Un misterio sin resolver



Hay algo en el Valencia y en Valencia que huele a misterio. Y no se sabe muy bien qué es. Quique Sánchez Flores fue su última víctima. En su última rueda de prensa como técnico valencianista, se despidió con una frase solemne, que dejó bien claro la angustia continua que vivió durante el último año y medio. Casi un calvario. “A día de hoy, tengo la sensación de que pierdo un cargo pero recupero una vida, que es lo más importante”.

A Quique lo sentenciaron sus aficionados.

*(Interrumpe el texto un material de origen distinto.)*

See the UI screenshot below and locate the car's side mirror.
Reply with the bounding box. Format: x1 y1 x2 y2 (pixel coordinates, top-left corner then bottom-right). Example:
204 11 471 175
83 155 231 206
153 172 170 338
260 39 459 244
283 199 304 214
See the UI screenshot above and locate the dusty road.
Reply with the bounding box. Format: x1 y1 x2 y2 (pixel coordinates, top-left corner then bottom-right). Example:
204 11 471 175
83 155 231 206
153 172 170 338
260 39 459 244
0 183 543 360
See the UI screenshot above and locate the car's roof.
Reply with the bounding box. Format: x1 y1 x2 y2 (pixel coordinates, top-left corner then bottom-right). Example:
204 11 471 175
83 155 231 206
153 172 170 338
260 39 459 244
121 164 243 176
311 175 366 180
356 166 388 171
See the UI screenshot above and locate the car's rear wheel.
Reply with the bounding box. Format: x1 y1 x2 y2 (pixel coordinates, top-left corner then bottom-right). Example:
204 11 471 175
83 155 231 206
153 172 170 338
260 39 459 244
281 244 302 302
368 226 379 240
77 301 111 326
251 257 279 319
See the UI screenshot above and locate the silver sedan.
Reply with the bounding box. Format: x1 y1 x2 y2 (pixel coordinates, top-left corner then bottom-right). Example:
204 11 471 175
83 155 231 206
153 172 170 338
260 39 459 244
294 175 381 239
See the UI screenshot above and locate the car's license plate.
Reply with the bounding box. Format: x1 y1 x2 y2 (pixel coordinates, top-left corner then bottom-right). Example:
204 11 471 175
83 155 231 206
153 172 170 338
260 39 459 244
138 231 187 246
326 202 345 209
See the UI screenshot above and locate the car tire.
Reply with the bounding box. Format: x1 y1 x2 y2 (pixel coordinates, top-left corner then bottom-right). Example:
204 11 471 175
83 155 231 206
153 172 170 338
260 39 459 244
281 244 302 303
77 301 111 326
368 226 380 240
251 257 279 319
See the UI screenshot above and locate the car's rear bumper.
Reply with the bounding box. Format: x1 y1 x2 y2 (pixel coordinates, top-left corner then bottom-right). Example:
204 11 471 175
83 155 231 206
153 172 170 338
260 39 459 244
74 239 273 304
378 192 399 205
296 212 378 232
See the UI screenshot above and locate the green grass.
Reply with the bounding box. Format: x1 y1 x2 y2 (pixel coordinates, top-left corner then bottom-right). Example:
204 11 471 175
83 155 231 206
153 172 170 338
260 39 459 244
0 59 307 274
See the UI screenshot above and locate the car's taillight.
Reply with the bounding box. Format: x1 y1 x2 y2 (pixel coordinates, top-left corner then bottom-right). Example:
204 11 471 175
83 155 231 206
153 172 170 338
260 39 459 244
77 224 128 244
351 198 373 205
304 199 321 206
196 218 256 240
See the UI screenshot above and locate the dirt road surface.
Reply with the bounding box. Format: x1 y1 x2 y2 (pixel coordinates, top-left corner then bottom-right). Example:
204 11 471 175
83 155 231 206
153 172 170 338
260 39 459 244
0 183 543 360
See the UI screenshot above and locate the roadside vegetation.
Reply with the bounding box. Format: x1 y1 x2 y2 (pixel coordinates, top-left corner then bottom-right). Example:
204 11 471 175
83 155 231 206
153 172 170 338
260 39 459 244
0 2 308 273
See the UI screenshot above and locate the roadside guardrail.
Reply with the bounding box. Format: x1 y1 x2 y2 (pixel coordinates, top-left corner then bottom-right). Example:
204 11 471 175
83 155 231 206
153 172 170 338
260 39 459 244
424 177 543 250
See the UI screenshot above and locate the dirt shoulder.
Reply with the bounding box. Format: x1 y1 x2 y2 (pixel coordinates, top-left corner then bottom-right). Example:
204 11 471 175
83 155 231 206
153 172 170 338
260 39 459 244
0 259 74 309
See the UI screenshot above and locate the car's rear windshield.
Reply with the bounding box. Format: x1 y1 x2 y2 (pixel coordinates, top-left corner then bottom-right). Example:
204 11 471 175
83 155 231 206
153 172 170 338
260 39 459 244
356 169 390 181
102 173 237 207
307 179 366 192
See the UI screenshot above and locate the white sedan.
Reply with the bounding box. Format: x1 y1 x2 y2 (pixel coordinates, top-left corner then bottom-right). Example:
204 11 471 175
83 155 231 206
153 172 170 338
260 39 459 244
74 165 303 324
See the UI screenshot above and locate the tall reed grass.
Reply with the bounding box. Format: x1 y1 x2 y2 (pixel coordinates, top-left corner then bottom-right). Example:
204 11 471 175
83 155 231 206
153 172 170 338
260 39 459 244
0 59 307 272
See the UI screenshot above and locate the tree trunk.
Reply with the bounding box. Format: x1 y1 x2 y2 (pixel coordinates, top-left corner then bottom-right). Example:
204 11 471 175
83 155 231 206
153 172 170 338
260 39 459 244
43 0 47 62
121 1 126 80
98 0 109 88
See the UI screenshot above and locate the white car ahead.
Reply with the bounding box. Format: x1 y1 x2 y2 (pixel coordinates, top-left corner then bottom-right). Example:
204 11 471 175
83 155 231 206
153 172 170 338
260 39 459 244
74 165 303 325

Descontentos con el juego del equipo, Mestalla fue un clamor durante varios partidos: “¡Quique, vete ya!”, repetían incesantemente. Juan Soler, el presidente del club, atendió la petición. Y Quique ganó una vida. Anteriormente la habían recuperado Cúper, Ranieri y Rafa Benítez. Todos, en mayor o menor medida, disfrutaron de una época de esplendor, y ganaron títulos. Todos acabaron en la calle.

No hay éxito que valga en Valencia. Por muy difícil que parezca, no bastaron los triunfos. Las luchas internas, los conflictos, las discusiones, las quejas, las insatisfacciones están a la orden del día.

El Valencia es un club que vive sometido a una tensión continua. Un club que hace dos temporadas malvendió a un futbolista de la talla de Aimar, que dejó escapar gratis a Ayala y que en los últimos diez años ha contado con tres presidentes distintos. Tanta bronca, tanto ruido, tanta tensión acaba por pasar factura. La falta de estructura es evidente. En la plantilla de este curso conviven jugadores fichados por el anterior director deportivo, Amadeo Carboni, –Hildebrand, Mata o Sunny–, otros por Quique –Arizmendi, Alexis o Helguera– y otros por el actual director deportivo, Miguel Ángel Ruiz –Manuel Fernandes (18 millones, y hasta ahora un fiasco) o Zigic (17 millones, otro fracaso).

Ahora se están pagando los platos rotos. La sociedad es incapaz de sostenerse. Con la llegada de Ronald Koeman nada ha cambiado. Las estrepitosas derrotas ante el Real Madrid (1-5) y el Rosenborg (0-2) dirigieron las críticas hacia el presidente. Son las consecuencias de una sociedad autodestructiva que se empeña en castigarse continuamente.

En los últimos ocho años el Valencia ganó la Liga en dos ocasiones, levantó una Copa, una Copa de la UEFA y jugó dos veces la final de la Liga de Campeones, competición en la que siempre ha dado la talla entre los mejores. La afición del Valencia, sin embargo, lejos de disfrutar de esa etapa de oro, vive peleada con su equipo. No confía en sus entrenadores, por muy distintos que sean o por mucho que triunfen. Suele estar casi siempre descontenta con el juego y los resultados, se gane o se pierda. ¿Qué más quieren? Es un misterio que a día de hoy continúa sin resolverse.